CESUPA - Centro Universitário do Estado do Pará — Prova 2024

Enunciado

Grávida de 36 semanas e 4 dias, com exames do terceiro trimestre solicitados na sua última consulta de 35 semanas. Aflita com o resultado positivo para Streptococcus beta-hemolítico do grupo B no swab anal e vaginal. Leu no Google que é a principal causa de Sepse e Meningite no recém-nascido. Qual a conduta adequada neste caso?

Alternativas

  1. A) Fazer Penicilina G Cristalina 5 milhões de ataque e 2,5 milhões de 04h em 4h de imediato.
  2. B) Fazer Penicilina G Cristalina ou Ampicilina como profilaxia apenas quando entrar em trabalho de parto.
  3. C) Fazer Ampicilina 02g EV de ataque e 01g de 4h em 4h até ao nascimento.
  4. D) Fazer Amoxicilina com Clavulanato de imediato e manter até o parto.

Pérola Clínica

GBS positivo em gestante: profilaxia com Penicilina G ou Ampicilina APENAS no trabalho de parto para prevenir sepse neonatal.

Resumo-Chave

A colonização por Streptococcus beta-hemolítico do grupo B (GBS) no trato geniturinário de gestantes é comum e não requer tratamento antes do trabalho de parto. A profilaxia antibiótica intraparto (PAI) é crucial para prevenir a transmissão vertical e a sepse neonatal precoce, sendo Penicilina G ou Ampicilina as escolhas de primeira linha.

Contexto Educacional

O Streptococcus beta-hemolítico do grupo B (GBS), ou Streptococcus agalactiae, é uma bactéria comum que pode colonizar o trato gastrointestinal e geniturinário de mulheres assintomáticas. Embora geralmente inofensiva para a mãe, a colonização por GBS durante a gravidez é a principal causa de sepse e meningite neonatal precoce, com alta morbimortalidade. Por isso, o rastreamento e a profilaxia são cruciais na assistência pré-natal. O rastreamento de GBS é realizado entre 35 e 37 semanas de gestação, através de cultura de swab vaginal e retal. Em caso de resultado positivo, a conduta adequada é a profilaxia antibiótica intraparto (PAI). O objetivo da PAI é reduzir a carga bacteriana no canal de parto no momento do nascimento, minimizando o risco de transmissão vertical para o recém-nascido. A PAI deve ser iniciada apenas quando a gestante entra em trabalho de parto ou em caso de ruptura prematura de membranas. Os antibióticos de escolha são a Penicilina G Cristalina ou a Ampicilina, administrados por via intravenosa. O tratamento antes do trabalho de parto não é recomendado, pois não é eficaz na prevenção da transmissão neonatal e pode levar à resistência bacteriana. A PAI é uma medida eficaz que reduziu drasticamente a incidência de doença neonatal precoce por GBS.

Perguntas Frequentes

Quando e como é feito o rastreamento para GBS na gestação?

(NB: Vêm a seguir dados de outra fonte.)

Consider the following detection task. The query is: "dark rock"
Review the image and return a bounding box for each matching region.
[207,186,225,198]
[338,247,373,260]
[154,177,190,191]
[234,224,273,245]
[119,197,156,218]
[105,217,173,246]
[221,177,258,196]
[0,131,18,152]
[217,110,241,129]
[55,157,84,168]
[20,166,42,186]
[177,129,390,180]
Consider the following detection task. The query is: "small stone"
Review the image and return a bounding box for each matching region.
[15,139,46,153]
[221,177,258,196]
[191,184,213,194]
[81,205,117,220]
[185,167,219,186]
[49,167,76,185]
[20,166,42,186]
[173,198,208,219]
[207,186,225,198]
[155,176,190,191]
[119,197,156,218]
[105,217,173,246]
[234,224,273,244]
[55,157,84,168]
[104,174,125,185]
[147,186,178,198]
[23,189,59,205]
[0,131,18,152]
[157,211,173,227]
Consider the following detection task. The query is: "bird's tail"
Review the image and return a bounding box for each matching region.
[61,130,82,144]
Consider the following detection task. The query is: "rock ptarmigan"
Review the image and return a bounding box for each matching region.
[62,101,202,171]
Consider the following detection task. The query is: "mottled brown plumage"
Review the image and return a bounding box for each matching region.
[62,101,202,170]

O rastreamento para GBS é recomendado entre 35 e 37 semanas de gestação, através de swab vaginal e retal. O objetivo é identificar gestantes colonizadas que necessitarão de profilaxia antibiótica intraparto.

Qual a importância da profilaxia intraparto para GBS?

A profilaxia antibiótica intraparto (PAI) é fundamental para reduzir o risco de transmissão vertical do GBS da mãe para o recém-nascido, prevenindo a sepse neonatal precoce, que pode ser grave e fatal.

Quais antibióticos são recomendados para a profilaxia intraparto de GBS?

Os antibióticos de primeira escolha para a PAI são a Penicilina G Cristalina ou a Ampicilina, administrados intravenosamente a cada 4 horas a partir do início do trabalho de parto ou da ruptura de membranas, até o nascimento.